Моль в своем деле придерживался строгих правил и всегда находил укромные уголки, где желающие могли без помех — в соответствии со списком услуг и указанными в нем ценами — апробировать достоинства его сестры; ее, кстати, звали Надей. Ситуация, впрочем, не навевала романтических чувств, как и место действия — одна из скамеек в старом парке, под красным буком. Надя с холодным безразличием позволяла проделывать с собой все, что было оговорено, затем — «товар прочь, денежки в кассу», как любил выражаться практичный кузен Густав, племянник разини Дональда Дака. Если кто-то, увлекшись, прозевывал свое время, ему приходилось платить вдвое, в таких делах Моль не знал снисхождения.

Грозный секундомер в руках торчащего за скамейкой брата почти не оставлял шанса почувствовать настоящую страсть. Правда, пара-другая самонадеянных клиентов (среди них, например, Федерман) рассчитывали с помощью умелых манипуляций склонить девчонку к определенной ответной реакции, заставить ее забыть о секундомере, однако ни разу не добились своего. То, чем занимается Моль, сказал Федерман (как и другие, потерпевший фиаско), может служить примером нездоровой и тем не менее успешно функционирующей деловой идеи; коммерческое рвение Моля базируется на замечательных в своем роде исходных предпосылках: он может не сомневаться, что поток заинтересованных клиентов не иссякнет, не забивает себе голову ненужными мыслями о том, нравится ли такой бизнес его сестре, и всегда обходителен с теми, кто пользуется его услугами, — несмотря на секундомер и взимание платы. На ближайшей переменке мы снова встретились в своем излюбленном месте, в мужском туалете. Приближался конец учебного года. На уроках истории, у д-ра Ледера, тянулась тягомотина крестовых походов; на английском, у Бёдике, мы неохотно и коряво переводили на немецкий стивенсоновское «Злосчастье Джона Николсона»; на уроках Закона Божьего, у Ханфмаля, из-под палки ломали головы над стихом Ин. 12,24: «…если пшеничное зерно, пав в землю, не умрет, то останется одно; а если умрет, то принесет много плода», — над тем, что бы это могло значить; на французском перелагали изысканные французские фразы мопассановской «Пышки» на скверный немецкий, и т. д.
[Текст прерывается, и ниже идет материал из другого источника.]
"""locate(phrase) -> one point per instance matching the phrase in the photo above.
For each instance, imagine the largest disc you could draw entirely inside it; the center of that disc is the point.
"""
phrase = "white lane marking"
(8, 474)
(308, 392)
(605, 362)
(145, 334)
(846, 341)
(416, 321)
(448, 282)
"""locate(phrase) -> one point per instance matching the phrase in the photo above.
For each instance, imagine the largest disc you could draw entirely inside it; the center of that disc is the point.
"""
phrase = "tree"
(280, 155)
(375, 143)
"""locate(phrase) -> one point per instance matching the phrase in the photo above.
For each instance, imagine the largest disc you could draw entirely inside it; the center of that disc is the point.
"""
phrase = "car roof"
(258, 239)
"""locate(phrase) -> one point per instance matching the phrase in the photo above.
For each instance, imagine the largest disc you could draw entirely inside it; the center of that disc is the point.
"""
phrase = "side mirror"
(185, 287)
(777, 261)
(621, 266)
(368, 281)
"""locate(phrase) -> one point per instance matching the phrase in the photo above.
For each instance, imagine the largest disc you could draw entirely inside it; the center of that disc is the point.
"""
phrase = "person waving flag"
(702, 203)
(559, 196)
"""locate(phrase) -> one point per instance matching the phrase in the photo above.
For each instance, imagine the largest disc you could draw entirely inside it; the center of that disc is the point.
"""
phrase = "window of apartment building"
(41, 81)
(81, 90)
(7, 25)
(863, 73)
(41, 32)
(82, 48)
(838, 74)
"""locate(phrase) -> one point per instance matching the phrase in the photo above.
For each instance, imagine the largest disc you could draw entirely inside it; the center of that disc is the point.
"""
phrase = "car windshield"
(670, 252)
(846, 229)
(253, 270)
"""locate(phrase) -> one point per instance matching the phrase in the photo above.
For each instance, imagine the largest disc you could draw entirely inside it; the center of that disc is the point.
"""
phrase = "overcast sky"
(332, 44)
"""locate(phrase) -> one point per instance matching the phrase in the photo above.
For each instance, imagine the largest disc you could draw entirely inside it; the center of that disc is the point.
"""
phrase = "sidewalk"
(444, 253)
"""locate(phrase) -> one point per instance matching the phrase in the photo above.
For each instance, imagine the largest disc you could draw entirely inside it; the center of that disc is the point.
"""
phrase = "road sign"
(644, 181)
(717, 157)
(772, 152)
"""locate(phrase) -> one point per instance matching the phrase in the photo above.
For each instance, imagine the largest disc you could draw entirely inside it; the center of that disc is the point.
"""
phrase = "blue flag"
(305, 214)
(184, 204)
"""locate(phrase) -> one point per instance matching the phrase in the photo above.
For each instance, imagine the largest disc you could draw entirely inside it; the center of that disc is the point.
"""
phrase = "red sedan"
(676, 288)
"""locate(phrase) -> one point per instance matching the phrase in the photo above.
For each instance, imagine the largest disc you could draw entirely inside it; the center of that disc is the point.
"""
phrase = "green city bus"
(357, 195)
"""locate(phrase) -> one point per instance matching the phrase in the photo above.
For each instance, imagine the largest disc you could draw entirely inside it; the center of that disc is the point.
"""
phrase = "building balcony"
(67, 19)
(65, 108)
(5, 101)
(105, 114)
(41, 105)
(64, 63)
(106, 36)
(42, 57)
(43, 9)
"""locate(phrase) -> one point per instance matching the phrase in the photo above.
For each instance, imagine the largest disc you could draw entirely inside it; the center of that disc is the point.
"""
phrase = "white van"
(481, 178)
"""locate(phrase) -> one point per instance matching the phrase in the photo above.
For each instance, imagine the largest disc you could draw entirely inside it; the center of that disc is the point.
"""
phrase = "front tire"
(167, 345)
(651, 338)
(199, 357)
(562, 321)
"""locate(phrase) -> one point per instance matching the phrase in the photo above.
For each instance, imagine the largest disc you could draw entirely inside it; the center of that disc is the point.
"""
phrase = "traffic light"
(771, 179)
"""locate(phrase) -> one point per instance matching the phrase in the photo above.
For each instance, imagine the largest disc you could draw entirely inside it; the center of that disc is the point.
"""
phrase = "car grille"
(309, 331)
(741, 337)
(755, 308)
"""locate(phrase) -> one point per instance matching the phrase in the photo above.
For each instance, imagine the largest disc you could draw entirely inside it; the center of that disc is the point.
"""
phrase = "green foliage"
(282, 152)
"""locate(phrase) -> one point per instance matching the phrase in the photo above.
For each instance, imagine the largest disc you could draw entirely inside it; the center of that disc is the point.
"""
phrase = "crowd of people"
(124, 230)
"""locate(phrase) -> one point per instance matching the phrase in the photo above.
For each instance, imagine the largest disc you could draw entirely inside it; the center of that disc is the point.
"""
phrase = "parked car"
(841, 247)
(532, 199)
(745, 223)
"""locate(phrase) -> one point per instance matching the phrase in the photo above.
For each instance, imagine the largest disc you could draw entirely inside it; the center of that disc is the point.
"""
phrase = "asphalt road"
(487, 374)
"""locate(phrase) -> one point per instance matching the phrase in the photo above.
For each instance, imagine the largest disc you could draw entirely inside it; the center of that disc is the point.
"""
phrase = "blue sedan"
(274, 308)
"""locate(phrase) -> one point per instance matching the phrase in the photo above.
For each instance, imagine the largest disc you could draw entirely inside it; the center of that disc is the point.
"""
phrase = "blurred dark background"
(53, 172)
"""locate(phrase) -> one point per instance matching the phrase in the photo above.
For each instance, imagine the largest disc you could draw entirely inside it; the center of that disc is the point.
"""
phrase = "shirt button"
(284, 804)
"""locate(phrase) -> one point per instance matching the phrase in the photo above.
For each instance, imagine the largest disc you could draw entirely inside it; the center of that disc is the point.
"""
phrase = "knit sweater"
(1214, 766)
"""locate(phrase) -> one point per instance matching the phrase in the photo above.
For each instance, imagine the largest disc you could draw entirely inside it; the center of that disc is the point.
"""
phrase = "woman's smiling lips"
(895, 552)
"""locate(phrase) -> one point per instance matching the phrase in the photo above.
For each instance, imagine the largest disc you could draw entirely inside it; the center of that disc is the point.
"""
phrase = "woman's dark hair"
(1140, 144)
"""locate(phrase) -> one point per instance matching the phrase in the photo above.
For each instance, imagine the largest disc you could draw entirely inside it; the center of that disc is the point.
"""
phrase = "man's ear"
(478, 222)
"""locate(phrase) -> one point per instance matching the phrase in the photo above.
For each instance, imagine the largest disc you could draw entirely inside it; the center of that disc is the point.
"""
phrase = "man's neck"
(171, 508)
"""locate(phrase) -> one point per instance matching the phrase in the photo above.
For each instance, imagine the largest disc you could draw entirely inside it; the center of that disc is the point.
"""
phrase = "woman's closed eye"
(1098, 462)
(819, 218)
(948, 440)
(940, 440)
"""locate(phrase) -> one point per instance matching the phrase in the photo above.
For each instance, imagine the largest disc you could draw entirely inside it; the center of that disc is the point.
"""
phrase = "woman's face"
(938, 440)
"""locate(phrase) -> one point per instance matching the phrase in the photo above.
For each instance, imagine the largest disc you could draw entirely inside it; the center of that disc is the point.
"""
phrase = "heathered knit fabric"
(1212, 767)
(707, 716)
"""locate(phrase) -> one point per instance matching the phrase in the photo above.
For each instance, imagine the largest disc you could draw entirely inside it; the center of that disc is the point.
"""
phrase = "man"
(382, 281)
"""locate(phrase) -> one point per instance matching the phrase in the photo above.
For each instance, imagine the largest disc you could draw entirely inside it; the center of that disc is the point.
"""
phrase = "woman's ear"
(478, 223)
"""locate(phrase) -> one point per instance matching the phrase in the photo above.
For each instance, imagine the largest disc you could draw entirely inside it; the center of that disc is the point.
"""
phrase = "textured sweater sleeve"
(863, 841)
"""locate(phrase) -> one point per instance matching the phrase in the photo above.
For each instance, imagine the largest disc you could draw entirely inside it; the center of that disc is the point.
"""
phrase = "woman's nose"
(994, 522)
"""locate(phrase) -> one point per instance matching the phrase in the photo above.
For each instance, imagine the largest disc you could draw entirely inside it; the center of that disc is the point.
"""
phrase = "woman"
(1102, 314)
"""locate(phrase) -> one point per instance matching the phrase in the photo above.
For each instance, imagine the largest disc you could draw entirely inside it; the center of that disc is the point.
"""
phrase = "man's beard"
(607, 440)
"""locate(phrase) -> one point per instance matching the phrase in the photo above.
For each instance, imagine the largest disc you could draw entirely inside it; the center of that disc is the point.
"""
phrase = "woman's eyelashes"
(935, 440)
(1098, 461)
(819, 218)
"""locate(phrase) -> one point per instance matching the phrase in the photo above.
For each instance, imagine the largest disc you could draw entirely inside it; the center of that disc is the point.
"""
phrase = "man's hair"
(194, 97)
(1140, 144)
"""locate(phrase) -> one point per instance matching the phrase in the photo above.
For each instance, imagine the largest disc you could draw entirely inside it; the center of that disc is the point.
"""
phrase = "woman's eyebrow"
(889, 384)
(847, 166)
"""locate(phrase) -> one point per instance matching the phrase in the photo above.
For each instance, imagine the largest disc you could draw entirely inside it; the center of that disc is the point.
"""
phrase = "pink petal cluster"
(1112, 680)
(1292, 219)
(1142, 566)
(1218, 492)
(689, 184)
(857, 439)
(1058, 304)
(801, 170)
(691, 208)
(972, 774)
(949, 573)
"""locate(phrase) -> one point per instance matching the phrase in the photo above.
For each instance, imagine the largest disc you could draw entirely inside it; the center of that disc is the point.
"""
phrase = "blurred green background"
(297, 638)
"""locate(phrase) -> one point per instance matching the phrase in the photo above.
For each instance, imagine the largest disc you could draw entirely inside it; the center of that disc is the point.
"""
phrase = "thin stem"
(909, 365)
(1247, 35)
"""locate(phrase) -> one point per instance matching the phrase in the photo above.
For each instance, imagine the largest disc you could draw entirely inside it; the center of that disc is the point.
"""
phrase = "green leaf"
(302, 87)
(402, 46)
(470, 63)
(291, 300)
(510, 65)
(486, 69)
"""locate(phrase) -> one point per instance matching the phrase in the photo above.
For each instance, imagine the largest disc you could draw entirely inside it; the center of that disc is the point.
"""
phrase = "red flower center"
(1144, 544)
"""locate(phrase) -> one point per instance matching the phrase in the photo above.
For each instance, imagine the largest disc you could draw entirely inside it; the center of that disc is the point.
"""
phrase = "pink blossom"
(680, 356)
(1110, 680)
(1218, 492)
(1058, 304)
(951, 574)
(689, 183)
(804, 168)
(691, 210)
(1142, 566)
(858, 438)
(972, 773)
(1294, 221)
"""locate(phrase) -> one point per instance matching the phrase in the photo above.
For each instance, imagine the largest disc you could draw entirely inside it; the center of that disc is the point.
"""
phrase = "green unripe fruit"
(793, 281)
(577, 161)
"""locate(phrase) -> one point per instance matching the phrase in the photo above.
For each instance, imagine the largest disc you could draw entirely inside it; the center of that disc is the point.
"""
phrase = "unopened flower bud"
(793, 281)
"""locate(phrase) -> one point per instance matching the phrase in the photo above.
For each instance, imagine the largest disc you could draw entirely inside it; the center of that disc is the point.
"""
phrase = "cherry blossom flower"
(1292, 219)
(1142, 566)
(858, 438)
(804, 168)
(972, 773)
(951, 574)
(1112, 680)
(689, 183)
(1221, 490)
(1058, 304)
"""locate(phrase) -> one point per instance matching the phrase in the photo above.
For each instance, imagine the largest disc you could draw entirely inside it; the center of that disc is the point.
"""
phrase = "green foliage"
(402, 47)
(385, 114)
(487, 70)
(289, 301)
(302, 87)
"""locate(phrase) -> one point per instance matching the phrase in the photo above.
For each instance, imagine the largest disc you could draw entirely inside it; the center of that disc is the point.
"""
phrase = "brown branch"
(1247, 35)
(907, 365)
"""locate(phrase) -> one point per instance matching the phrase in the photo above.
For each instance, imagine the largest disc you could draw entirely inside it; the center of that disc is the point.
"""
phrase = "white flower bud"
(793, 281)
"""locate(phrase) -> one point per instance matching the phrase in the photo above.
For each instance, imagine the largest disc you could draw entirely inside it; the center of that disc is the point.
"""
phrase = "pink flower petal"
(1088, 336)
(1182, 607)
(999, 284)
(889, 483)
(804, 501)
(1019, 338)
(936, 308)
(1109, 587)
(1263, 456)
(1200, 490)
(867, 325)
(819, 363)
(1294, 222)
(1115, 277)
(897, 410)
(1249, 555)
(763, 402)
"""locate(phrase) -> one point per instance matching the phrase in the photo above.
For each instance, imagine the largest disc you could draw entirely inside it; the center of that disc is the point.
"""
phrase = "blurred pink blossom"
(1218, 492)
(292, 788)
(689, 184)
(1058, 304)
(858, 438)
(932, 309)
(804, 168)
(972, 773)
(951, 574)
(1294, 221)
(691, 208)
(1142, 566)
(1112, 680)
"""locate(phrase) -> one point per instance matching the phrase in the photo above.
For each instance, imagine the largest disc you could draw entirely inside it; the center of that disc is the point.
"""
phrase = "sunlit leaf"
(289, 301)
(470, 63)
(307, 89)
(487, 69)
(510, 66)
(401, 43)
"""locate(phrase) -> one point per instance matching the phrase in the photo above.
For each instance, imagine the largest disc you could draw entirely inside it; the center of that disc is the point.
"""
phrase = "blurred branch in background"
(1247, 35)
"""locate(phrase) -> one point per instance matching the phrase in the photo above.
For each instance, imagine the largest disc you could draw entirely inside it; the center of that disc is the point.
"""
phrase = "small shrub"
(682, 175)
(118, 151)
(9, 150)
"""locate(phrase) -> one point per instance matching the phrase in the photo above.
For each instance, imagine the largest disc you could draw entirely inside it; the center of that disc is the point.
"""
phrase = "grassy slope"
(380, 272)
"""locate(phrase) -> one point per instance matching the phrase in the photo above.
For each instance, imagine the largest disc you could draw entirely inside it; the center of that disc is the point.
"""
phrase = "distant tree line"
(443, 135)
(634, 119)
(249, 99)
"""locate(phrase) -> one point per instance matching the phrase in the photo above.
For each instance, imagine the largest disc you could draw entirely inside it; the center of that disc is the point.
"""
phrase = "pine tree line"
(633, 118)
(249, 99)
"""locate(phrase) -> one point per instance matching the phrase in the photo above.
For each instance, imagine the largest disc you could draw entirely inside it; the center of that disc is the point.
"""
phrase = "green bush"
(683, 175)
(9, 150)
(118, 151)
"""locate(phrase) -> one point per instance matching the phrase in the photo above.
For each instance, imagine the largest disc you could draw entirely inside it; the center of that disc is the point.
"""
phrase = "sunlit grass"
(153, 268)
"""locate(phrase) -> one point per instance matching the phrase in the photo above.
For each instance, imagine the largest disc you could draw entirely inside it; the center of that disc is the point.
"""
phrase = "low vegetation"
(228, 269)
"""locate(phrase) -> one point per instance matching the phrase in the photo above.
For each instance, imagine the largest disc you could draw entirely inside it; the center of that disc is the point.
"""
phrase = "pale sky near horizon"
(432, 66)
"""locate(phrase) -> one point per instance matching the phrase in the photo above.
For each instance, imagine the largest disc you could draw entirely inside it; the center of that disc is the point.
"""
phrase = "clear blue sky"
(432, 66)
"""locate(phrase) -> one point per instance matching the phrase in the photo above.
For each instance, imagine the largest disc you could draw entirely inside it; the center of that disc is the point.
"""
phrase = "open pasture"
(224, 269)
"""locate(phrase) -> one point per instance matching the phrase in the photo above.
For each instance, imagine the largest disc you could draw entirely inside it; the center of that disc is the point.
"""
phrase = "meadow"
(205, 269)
А я — я добился освобождения от спортивной гимнастики под предлогом, что упражнения на перекладине или брусьях чреваты опасными травмами. Учитель гимнастики Йоггерс долго и настойчиво внушал мне, что спорт — это сделка между телом и духом, комбинация, обещающая в будущем приносить постоянную прибыль; я же прямо ему заявил, что боюсь, как бы спортивные снаряды не нанесли непоправимых увечий моим половым органам. На педсовете, когда зашел разговор о моем решительном отказе заниматься гимнастикой, все очень удивлялись этой фразе, поскольку не представляли, где я ее подхватил. Я не отличался особым прилежанием, и ни у кого не возникло даже мысли о том, что ради такого случая я мог заглянуть в справочник. Это случилось, когда на горизонте уже маячила угроза последнего сочинения перед окончательным выведением годовых оценок, от которых зависело, останется ли кто-то на второй год. Платтелю пришла в голову плодотворная идея: основать временное сообщество с четко очерченной целью. Вы только вникните, сказал он, каждый из нас что-то умеет, и некоторым что-то удается лучше, чем другим. Значит, те, кто в совершенстве знает какой-то один предмет, должны поддержать отстающих. Такого рода сделки иногда называют компенсационными, или бартерными: например, Манкопф хорошо разбирается в математике (наш учитель, родом из Вены, ставил ударение в этом слове на втором слоге), значит, мог бы много чего взять на себя; тогда как К. (это был я) хорошо пишет немецкие сочинения. Если мы соответствующим образом распределим нагрузку и каждый великодушно предоставит свои способности в распоряжение коллектива, успех нам обеспечен.

Ну как, закончил свою речь Платтель, по рукам? Вспомните, в мире детективных романов встречаются куда более крутые мошенничества, в сравнении с ними все это яйца выеденного не стоит. Дело, конечно, осуществимое, пробормотал Манкопф, но лично его беспокоит прежде всего интерпретация стихотворений. Да брось, это же детские игрушки, вмешался я: нужно только выписать все существительные и потом прилагательные; пересчитай их и посмотри, что к чему относится, и ты всегда будешь точно знать, где прячется так называемое «лирическое я» и о чем оно вещает. Тут Франтишек брякнул, что ему жутко интересно, успел ли кто-то из нас — помимо Федермана — попробовать прелести красотки Нади.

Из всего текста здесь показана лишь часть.